Mr Wehl endured several operations over the next 11 months and the cancer spread through his organs and to his brain. He succumbed to it in February 2014.

Three of his seven grandchildren were born during his year of battle against the cancer, and Ms Cottrell said he was making time for them up until the end.

“It was a busy year for him,” she said. “And he was a farmer, he always said he had too much work to do to die. He worked bloody hard while going through surgeries and still made time for his grandkids.

“He had grand plans of taking them all camping on Moreton Island when they were older.”

Mr Wehl suffered from metastatic melanoma, an aggressive form of melanoma which killed 1375 Australians in 2020, according to figures from the Australian Institute of Health and Welfare.

Associate Professor Jason Lee, who heads QIMR Berghofer’s epigenetics and disease group.

Associate Professor Jason Lee, who heads QIMR Berghofer’s epigenetics and disease group.Credit:QIMR

Researchers from QIMR Berghofer medical research institute believe they have developed a test they hope will get more people the treatment they need.

The use of immunotherapy to treat melanoma has grown exponentially in recent years, however some patients do not respond to the treatment.

QIMR associate professor Jason Lee said they had devised a way to test for a specific protein – LC3B – in cancer cells, which was associated with good responses to immunotherapy.

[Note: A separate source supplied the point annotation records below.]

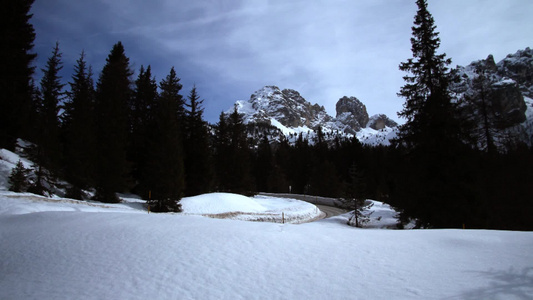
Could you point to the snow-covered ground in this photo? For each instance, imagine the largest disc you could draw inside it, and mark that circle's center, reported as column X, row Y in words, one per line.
column 55, row 248
column 63, row 249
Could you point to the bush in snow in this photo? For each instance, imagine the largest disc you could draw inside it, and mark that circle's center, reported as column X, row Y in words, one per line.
column 167, row 205
column 18, row 180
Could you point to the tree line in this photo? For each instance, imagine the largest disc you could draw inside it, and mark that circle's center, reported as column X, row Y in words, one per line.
column 120, row 134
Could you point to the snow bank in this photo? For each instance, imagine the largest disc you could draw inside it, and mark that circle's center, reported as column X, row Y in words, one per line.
column 121, row 255
column 259, row 208
column 218, row 203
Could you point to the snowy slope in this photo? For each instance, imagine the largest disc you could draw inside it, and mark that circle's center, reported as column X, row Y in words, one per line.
column 125, row 254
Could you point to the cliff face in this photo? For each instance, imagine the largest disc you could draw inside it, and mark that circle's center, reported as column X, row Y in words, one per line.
column 505, row 90
column 273, row 106
column 507, row 87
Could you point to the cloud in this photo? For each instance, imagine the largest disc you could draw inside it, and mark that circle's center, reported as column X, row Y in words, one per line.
column 323, row 49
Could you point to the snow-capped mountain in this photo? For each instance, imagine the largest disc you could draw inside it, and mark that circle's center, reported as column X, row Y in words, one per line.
column 507, row 87
column 277, row 112
column 285, row 113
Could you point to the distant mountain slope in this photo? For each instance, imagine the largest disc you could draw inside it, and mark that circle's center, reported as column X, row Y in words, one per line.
column 285, row 113
column 289, row 114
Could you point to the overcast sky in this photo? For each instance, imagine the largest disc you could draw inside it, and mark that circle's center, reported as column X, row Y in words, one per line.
column 325, row 49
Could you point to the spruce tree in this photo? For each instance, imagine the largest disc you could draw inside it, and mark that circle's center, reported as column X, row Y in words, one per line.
column 198, row 162
column 142, row 125
column 221, row 153
column 18, row 180
column 432, row 116
column 46, row 153
column 433, row 134
column 240, row 176
column 167, row 182
column 79, row 134
column 264, row 166
column 17, row 35
column 354, row 199
column 113, row 94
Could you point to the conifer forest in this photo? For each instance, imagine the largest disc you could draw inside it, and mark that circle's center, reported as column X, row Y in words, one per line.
column 119, row 130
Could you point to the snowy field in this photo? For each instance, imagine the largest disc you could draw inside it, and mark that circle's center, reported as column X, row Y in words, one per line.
column 56, row 248
column 66, row 249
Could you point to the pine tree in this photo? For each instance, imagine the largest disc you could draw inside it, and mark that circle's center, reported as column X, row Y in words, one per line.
column 240, row 176
column 355, row 197
column 198, row 163
column 142, row 127
column 47, row 150
column 17, row 35
column 487, row 122
column 434, row 132
column 18, row 180
column 264, row 166
column 432, row 116
column 79, row 134
column 113, row 94
column 221, row 153
column 167, row 181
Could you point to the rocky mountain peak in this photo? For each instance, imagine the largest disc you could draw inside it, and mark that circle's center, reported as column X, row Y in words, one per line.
column 519, row 67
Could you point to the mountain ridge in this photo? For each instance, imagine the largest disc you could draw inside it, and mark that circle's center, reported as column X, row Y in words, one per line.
column 285, row 110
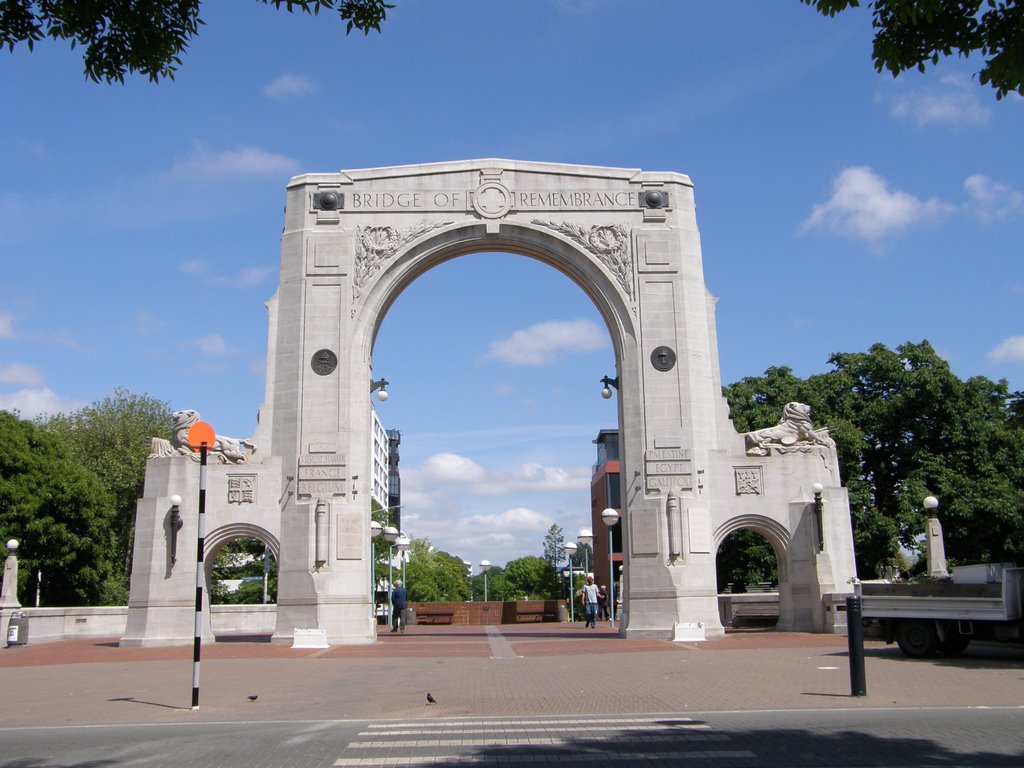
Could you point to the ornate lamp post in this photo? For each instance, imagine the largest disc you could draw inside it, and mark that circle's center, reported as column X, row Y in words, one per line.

The study showed 95 per cent of patients with high LC3B levels were alive after three years, compared with 60 per cent of patients with low LC3B levels.

“Our ultimate goal is patients we identify to be very sensitive to immunotherapy, they can go and get that treatment, while the patients who are unlikely to respond to immunotherapy, we may be able to give them alternate therapy,” Professor Lee said.

The team also identified that some metastatic melanoma patients had high levels of the G9a enzyme in their cancer cells, which reduced the ability of immune cells to reach the tumour.

“We believe blocking the activity of G9a enzymes will in turn raise the level of LC3B protein, making patients more responsive to immunotherapy and possibly even other treatments.


“We are actively working to develop a drug that can be used to treat patients, but this will take time, as the drug we used in our studies isn’t commercially available.”

Alice Cottrell says she wished the researchers well, and hoped they gave other melanoma sufferers a chance her father never had.

“We’re finding out more every day that there are good cancers to get and bad cancers to get, and the one Dad had was definitely a bad one,” she said.

“And I know they’ve had lots of breakthroughs in melanomas but very few in this type, so it’s great to see there may be some hope for people in Dad’s position.”

The QIMR research has been published in the journal Clinical Cancer Research.